So your train back to New York is delayed. Does this mean Amtrak puts you on the next train into the city so you don't have to hang out at the station for two hours? Sure... if you are willing to pay the $34.00 price difference between your regional train ticket and the express train ticket. That's some terrific customer service right there! I wonder if they would be willing to pay me for the time I wasted because of their delay?
BAD: Things go so terribly wrong at work that everything is cancelled.
GOOD: You now have a free afternoon in New York City.
BAD: Your project is now delayed, which means you're screwed.
GOOD: There is a substance called alcohol that will make you not mind being screwed so much.

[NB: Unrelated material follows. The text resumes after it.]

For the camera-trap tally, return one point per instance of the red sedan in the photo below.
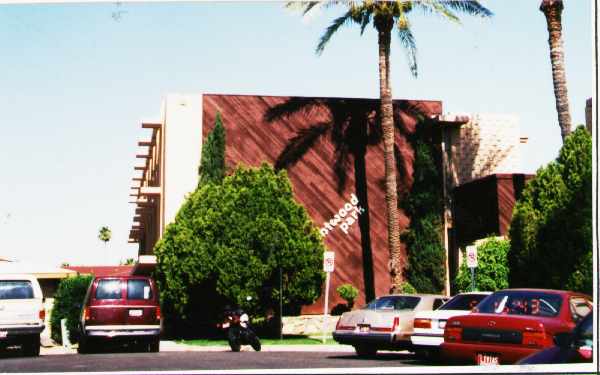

BAD: You're still screwed once the alcohol has worn off.
GOOD: There's always more alcohol...
"Hello. My name is Dave, and I'm an alcoholic" is only slightly less cool than "Hello. My name is Indigo Montoya. You killed my father. Prepare to die."
I think I'll go for it.
As an alcoholic I'll have a valid excuse for urinating in the street and bitch-slapping people who bother me. "I'm sorry officer, I was drunk" I will say when the police arrive at the scene. I can only hope that I am not urinating on him as I say it, because that surely wouldn't go over very big with New York's finest...
Wandering back to Times Square for dinner, I was walking past the Hard Rock and saw something I never noticed before... there's a fork flashin' horns above the HRC guitar! So very cool...
And look! IT'S MR. PEANUT!!!
Everybody loves Mr. Peanut!
And I love New York.
Tomorrow I am going to spend the day goofing off in the city.